The Internet: "Passing Fad" or here to stay?

On December 5th 2000, Daily Mail ran this article. It did not age well :slight_smile:

I’d like to use this thread to discuss your relationship with the internet. Did you always knew it would become as prevalent as it has? Has your usage of the internet changed in recent years? Or has it always been somewhat average or perhaps you’ve just recently made a conscious decision to unplug after being “extremely connected” for the last several years.
Personally, I’ve always been a “moderate” user, logging in for work and other purpose-driven activities. I was never one of those people who scrolled the internet until oblivion. :slight_smile: How about you guys?

1 Like

The internet is a fantastic and powerful entity. There was much talk early on of what the world would look like as a “global village…” While many optimist were focused what value connecting the world would be, there weren’t many in the groupthink engine who would foresee the horrors of the spread of disinformation among an uneducated populous.

Much of my time during my teen years in the late 90’s was spent on newsgroups and IRC channels. Chatting with friends over ICQ and AIM. The experimentation and beginnings of social connection and the desire to create a more perfect away message. Livejournal groups and blogging sites increased the desire to create online communities. I spent a lot of time connecting with like minded niche groups through web forums and dedicated websites/chat rooms continued through the mid 2000’s. Being on the college only facebook was a fascinating time and watching the role of social media evolve during my 20s from being an active participate to slowly fading back as free time decreased. I remember flashing custom firmware on my motorola razr to increase some of the connected abilities of the OS. I would say highest activity online was during my teens and college years. After I started working mobile technology was starting to become more prevalent and the static and passive communication channels (forums, away messages) were shifted to the more active ones we have today in the ever connected state.

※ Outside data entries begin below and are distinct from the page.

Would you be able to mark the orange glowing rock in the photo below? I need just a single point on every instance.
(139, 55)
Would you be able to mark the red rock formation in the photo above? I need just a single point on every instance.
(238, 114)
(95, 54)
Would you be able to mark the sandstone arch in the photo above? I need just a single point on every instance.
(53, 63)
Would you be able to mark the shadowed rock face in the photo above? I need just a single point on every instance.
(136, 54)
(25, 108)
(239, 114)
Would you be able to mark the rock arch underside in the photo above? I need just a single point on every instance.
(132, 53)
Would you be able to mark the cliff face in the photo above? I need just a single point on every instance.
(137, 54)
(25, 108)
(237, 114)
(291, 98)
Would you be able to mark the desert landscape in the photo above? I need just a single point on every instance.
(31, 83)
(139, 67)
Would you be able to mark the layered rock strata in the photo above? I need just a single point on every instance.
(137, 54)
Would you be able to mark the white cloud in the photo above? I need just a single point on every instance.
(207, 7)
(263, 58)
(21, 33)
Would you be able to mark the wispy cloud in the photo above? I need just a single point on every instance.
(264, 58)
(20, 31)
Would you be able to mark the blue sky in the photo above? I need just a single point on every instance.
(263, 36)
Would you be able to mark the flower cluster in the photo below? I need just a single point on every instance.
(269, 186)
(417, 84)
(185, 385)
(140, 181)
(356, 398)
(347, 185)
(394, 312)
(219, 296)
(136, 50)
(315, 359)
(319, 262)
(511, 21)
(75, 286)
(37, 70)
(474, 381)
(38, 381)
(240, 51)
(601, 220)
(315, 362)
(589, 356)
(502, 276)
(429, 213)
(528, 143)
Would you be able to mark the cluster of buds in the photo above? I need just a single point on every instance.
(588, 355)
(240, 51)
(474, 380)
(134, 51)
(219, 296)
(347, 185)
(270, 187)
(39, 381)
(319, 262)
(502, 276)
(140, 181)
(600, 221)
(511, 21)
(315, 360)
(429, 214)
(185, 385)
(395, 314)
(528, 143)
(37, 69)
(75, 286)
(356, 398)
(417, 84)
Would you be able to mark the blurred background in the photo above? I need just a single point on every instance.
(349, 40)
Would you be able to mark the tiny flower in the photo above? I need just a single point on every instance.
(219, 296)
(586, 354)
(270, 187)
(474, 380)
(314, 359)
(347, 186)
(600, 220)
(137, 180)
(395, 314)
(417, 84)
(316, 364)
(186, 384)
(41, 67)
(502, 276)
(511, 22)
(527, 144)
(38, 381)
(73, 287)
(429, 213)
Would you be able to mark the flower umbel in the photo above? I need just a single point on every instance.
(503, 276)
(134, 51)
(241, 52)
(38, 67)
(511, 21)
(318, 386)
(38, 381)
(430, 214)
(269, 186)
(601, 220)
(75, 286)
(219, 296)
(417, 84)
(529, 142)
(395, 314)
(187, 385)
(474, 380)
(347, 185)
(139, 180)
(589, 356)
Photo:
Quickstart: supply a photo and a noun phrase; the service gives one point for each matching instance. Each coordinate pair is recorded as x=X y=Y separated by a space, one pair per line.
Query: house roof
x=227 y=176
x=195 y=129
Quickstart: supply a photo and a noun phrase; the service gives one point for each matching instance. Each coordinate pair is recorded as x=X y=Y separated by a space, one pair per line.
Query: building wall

The “away message” as a concept is really interesting as we circle back to an always connected society. Twitter is the ultimate in “current status message” with push notifications blasting us at every available waking hours. Find my Friends, shared calendars, foursquare, keep us connected and sharing at every available moment. We are never really AFK anymore.

With Mudita I like the prospect of going AFK again. I like to think that new products and services will grow fill the void/opportunity that gets created by the growing digital detox crowd. Since about 2015 my phone has been in Silent mode and my voicemail basically says “please email me instead.”

The hope was that passive computing would have arrived already but since passive computing cannot survive on an ad-based model (active eyeballs or ears) there is essentially zero incentive for the large tech companies to push resources this way.

Phone numbers are an archaic analog to represent connection that we have failed to move away from due to the power of the telecoms and ancient switches on their backend that connects everyone. There are too many different paradigms for connection and that is why we are harassed with non-stop notifications. A unified connector that contains voice (call, message), video (call, message), text (both short form - text message/chat, and long form - email/blog), across multiple devices would be the idealized connected future. This gives the individual the ability to control and use computing as each individual requires.